Equivalog: Equivalogs describe members of a set of homologous proteins that are conserved with respect to function since their last common ancestor. Related proteins are grouped into equivalog families where possible, and otherwise into protein families with other hierarchically defined homology types. Equivalogs are constructed to be full-length or as nearly so as is possible, homologous regions of conserved function which are generally substrings of longer proteins are classified as "equivalog domain" (see domain, below). In certain cases a family of proteins may be noted which have the phylogenetic characteristics of an equivalog, but the specific function has not yet been experimentally determined, models of these families are classified as "hypothetical equivalog" (or "hypothetical equivalog domain")

Orthologs: Proteins related to each other by descent from a common ancestral sequence by speciation. Orthologs may differ in function.

Superfamily: The complete set of proteins having sequence homology over essentially their full length.

Subfamily: Where superfamilies are presumed to be complete, subfamilies represent an incomplete set of homologous proteins which yet encompass proteins of diverse function. Since superfamilies, however, are often impractical to construct, subfamilies are far more common in TIGRFAMs. Subfamilies fulfill a number of useful roles in tha annotation process. The construction of equivalogs is a process which results in models which may not identify all homologous sequences of conserved function due to the limits of current experimental characterization - a subfamily may encompass all of the sequences included within one (or more) equivalog(s) as well as related sequences which fall outside of an equivalog's scope. Subfamilies, then, are often a hierarchical level above equivalogs and may provide information through their associated comment fields which may assist in the naming of genes which are not members of any current equivalog. In certain situations equivalogs may not be constructed because of the rapid change of function (substrate variability) within a related group of sequences relative to the slower drift of evolutionary changes to which HMMs are sensitive. In these cases, subfamily models will be the most specific models available, and will provide warnings that assignment of specific fucntion based on pairwise alignments may result in errors of annotation. Like equivalogs and superfamilies, subfamilies are presumed to be full-length models. Models of portions of longer proteins which encompass more than one function are classified as "subfamily domain" (see domain, below).

Domain: A region of sequence homology among sets of proteins that are not all full-length homologs. Homology domains often, but not always, correspond to recognizable protein folding domains.

Motif: Generally, a small region of sequence similarity (not necessarily homology) characterized by distinct patterns of amino acids at specific positions. An example of a motif is the N-glycosylation site motif N{P}[ST] (Asn, anything but Pro, choice of Ser or Thr).

EGAD: A database used to store gene, protein and TIGRFam/HMM information.

Noise Cutoff: The HMM score below which hits to the HMM are considered uninteresting.

Trusted Cutoff: The HMM score above which there should be no false positive hits.

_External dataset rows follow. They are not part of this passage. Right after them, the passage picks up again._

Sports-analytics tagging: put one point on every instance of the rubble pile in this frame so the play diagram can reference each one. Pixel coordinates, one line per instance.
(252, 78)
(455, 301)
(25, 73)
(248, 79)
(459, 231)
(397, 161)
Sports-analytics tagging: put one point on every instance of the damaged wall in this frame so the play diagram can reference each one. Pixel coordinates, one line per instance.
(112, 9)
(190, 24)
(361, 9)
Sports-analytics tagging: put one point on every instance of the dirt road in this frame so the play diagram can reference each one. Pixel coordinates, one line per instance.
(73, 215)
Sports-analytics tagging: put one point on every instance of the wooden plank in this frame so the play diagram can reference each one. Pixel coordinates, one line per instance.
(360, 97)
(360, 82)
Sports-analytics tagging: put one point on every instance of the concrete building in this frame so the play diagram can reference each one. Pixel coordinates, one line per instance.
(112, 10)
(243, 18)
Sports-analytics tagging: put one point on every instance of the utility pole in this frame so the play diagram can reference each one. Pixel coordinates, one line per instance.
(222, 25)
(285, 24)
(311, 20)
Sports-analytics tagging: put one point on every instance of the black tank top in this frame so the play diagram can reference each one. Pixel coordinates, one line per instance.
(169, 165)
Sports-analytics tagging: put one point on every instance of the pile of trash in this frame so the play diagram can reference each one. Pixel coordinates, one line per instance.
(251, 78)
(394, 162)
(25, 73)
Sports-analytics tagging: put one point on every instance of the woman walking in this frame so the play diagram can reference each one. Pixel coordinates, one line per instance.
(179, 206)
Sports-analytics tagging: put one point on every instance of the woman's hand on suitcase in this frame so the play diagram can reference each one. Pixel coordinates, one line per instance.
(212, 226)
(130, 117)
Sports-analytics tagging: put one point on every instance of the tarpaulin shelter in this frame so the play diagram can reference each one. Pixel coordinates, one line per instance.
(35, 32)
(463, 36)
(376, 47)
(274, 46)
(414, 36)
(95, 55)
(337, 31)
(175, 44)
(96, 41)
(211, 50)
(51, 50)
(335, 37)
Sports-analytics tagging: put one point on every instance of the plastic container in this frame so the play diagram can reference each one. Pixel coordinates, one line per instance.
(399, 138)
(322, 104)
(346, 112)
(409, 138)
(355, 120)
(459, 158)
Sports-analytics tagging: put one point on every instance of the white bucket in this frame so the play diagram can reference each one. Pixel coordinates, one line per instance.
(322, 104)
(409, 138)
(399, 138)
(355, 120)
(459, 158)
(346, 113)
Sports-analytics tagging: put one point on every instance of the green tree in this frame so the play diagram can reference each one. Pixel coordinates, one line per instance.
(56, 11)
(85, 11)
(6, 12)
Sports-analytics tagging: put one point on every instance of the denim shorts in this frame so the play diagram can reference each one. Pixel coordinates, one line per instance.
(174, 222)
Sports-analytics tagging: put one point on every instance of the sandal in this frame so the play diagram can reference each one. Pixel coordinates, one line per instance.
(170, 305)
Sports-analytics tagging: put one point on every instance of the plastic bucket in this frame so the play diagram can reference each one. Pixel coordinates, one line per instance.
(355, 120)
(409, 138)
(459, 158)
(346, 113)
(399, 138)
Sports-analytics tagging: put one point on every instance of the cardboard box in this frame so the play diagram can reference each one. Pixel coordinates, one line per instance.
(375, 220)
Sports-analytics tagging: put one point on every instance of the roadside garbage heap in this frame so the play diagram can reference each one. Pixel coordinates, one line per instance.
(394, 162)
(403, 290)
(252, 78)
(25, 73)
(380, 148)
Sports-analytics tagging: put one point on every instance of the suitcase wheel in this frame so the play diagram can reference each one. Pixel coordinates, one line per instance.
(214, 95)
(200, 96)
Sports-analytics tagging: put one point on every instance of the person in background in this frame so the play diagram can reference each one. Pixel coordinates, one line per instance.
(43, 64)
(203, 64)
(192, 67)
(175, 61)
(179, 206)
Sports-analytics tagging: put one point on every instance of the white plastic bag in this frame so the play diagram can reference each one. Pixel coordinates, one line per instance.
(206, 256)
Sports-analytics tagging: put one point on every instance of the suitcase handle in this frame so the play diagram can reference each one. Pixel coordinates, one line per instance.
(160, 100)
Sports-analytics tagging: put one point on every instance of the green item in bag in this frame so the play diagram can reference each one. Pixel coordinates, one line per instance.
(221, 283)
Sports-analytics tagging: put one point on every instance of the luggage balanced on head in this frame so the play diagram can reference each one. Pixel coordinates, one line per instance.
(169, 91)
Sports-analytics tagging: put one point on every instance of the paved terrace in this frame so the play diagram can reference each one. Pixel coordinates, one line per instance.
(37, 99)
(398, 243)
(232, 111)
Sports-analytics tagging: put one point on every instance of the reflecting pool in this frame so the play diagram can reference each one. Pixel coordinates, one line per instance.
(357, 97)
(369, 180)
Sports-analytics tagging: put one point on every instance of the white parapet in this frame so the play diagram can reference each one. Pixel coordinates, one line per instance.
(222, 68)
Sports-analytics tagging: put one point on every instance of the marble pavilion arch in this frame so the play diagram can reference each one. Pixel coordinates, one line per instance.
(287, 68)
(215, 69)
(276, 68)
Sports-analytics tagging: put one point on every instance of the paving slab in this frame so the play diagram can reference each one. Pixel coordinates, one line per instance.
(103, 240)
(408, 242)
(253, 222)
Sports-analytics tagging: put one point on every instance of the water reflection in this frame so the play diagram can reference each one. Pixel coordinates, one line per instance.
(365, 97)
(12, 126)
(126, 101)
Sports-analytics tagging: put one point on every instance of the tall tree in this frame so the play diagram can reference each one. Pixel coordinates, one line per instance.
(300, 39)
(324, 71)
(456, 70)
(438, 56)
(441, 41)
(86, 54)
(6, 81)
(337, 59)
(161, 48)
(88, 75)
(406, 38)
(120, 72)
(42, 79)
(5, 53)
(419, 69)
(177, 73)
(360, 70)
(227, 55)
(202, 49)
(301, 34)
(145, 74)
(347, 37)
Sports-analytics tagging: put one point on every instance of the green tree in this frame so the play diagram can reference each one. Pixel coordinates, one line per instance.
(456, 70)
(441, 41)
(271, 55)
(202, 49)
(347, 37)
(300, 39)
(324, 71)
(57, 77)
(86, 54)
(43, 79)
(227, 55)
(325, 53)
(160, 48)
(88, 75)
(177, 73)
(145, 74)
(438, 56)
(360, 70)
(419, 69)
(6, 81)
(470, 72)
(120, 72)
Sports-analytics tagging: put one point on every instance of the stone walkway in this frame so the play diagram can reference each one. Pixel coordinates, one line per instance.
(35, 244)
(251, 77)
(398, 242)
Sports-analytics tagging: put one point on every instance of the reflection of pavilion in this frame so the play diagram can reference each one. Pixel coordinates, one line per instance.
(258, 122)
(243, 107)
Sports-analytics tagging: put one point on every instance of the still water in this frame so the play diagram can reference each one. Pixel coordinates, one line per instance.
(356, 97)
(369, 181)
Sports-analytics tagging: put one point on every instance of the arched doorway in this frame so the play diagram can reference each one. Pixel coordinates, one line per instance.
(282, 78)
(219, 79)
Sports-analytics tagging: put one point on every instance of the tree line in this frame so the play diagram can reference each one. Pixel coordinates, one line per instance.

PFAM: A collection of HMM models of protein families complementary to TIGRFAMs. While the names of TIGRFAMs models (particularly equivalogs) strive to provide functionally accurate names which can be applied to the genes which they describe, PFAM models tend to use names which may represent only a subset (or even one) of the functions of the genes which they describe. PFAM models are constrained to be non-overlapping with one another and thus are more likely to describe domains rather than full-length proteins. Some PFAM models have the properties of equivalogs and many of these have been classified as "PFAM equivalog".